Perhaps I missed yours? Rationality requires the ability to challenge social pressure, certainly. Are you questioning whether this procedure picks rationalists from nonrationalists? If so, and on its own, I don't argue that it would, just that it would probably be one member of a larger set of tests.

Comment author: TheOtherDave 05 November 2010 06:17:56PM 1 point [-]

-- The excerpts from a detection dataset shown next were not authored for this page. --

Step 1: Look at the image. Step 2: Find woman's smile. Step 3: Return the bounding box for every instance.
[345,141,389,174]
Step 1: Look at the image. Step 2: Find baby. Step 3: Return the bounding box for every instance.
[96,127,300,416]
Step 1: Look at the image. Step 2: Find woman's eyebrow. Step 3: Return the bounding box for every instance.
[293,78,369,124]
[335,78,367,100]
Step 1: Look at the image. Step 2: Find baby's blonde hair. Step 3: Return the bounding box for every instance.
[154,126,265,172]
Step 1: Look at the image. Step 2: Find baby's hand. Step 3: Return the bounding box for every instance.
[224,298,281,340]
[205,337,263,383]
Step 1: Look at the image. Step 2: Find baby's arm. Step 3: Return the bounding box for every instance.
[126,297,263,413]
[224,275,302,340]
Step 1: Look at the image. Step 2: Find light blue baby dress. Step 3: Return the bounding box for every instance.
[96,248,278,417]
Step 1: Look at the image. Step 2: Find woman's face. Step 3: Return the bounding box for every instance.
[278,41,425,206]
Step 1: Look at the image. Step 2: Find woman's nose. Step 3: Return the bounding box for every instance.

(nods) Fair enough. Not knowing the goals, I'm in no position to judge this fictional selection procedure... I'd have to read more stories set in this world to be entitled to an opinion there.

Trivially, if what they want is a group that is good at mental arithmetic and resisting social pressure, they're going about it in a reasonable way.

More broadly, if they aren't claiming that their initiation procedure preferentially selects rationalists, then my concern becomes irrelevant.

Comment author: Ratheka 18 January 2012 09:46:38PM 1 point [-]

Nobody else seems to have added this response, so I will. We don't know that this moment, in the ritual room, is the only test they undergo. Perhaps one's ability to take a written exam is part of the public procedures. Perhaps a great open exam where anyone who wants to can sit it, running near continuously, is the first stage, and Brennan has had months in a cloisterlike environment in the public secret face of the conspiracy where the people who can study sciences but not generate new true science study?